Tracy Letts has a bit of a theme running here with this play and his much more successful AUGUST: OSAGE COUNTY, and that would be a theme of late-middle-aged men trying to understand their lives. In many ways, one could almost see this as a pre-cursor to AUGUST: OSAGE COUNTY.

Both plays (and I will try, of course, to speak more to this play directly) deal with an older man who has some interest or experience in the arts. In A:OC it's a poet and here it's a man who thinks he no longer believes in god, leaves his family to discover himself, and finds art in the form of sculpture. He's not very good, of course, but it brings him to a better understanding of himself AND a creator.

As a middle-aged artist who has let his art slide, I could identify mightily with our lonesome hero, Ken Carpenter (and yes, the name Carpenter is a wonderful symbol in so many ways as the Christian god-in-flesh was a carpenter, and as a sculptor, an artist uses many of the same or similar tools as a carpenter).
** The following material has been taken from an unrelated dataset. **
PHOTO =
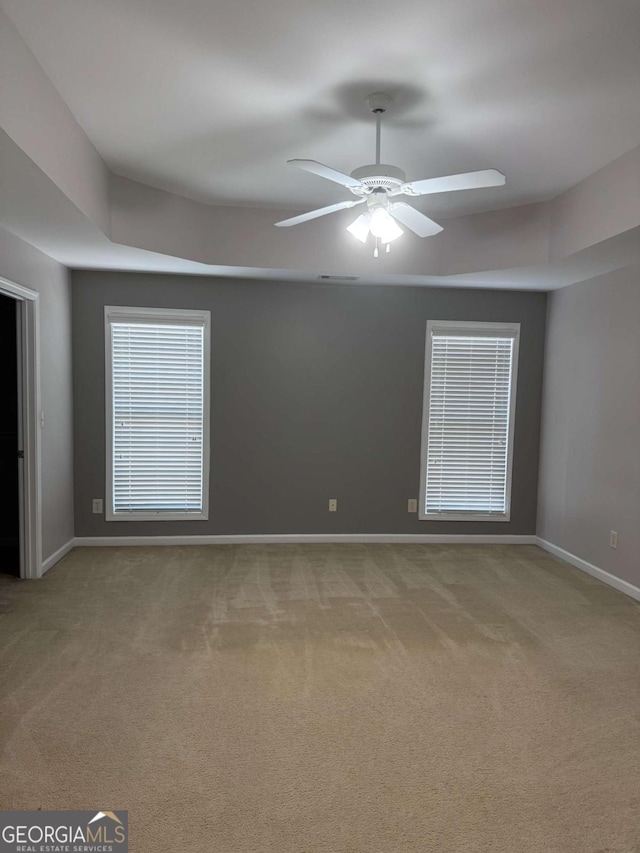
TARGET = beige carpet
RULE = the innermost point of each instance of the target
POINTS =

His desire to find passion in life is probably understood by many men, and that passion is not necessarily a sensual or sexual passion. That passion is relayed here as sexual, artistic, and religious.

What did not ring true for me was how quickly and easily Carpenter seemed to make his break. Certainly some (if not all) of this would be made up for by the actor portraying the character.

The only other part that bothered me was how many short scenes there were. We jumped quickly and loosely and it made it difficult to keep a thread of the story together, even though the scenes really revolved around Ken. The scenes with Ken's wife, Nancy, just didn't work as well. It seemed too late to try to make the audience care about what Nancy was going through and how stalwart she was toward Ken.

Still...Letts has a great sense of theme and plot and subplot and uses his imagery very well. This is a play that takes a little getting used to, but could work on many levels.